En las ciudades donde el otoño llega como un susurro cansado, el 25 de noviembre suele amanecer igual que cualquier otro día: el repartidor deja el pan en la puerta, un niño llora porque no quiere ir al colegio y un gato cruza la calle con la soberbia de quien se siente eterno. Pero basta abrir el periódico o encender la radio para que, de pronto, esa normalidad se vuelva una mentira piadosa. En algún lugar -siempre demasiado cerca...- una mujer ha sido golpeada, silenciada, borrada como si la vida fuera una pizarra y ella una simple marca de tiza. Este día existe para recordarnos que ese trazo nunca debería haberse borrado.

Hay quien dice, con la misma suficiencia con que se comenta el precio del café, que estas fechas ya están demasiado vistas. Que la violencia es un asunto privado, o que la igualdad está conseguida y solo hace falta que “no exageremos tanto”. Esa palabra, exagerar, es la que utilizan los que jamás han tenido miedo al cerrar por dentro la puerta de su casa. Miedo de quien sabe que el monstruo no vive en los bosques encantados, sino en el salón, a veces sentado en el sofá viendo un partido.
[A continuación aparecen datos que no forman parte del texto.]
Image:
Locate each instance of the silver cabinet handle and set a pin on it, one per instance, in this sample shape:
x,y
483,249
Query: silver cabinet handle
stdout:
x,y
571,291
El 25N, más que una efeméride, es un espejo. Si uno se mira bien, descubre que la violencia contra las mujeres no es un fracaso de ellas, sino una sombra proyectada por todos: los que callan, los que justifican, los que miran hacia otro lado mientras aseguran que no es asunto suyo. También los que, sin darse cuenta, sostienen con las palabras de siempre los viejos techos donde la desigualdad sigue anidando como un murciélago.

En estos tiempos en que la crispación lo devora todo -desde el Congreso hasta la sobremesa-, defender el 25N se ha convertido en un gesto casi revolucionario. No porque pida grandes heroísmos, sino porque exige algo mucho más difícil: humanidad.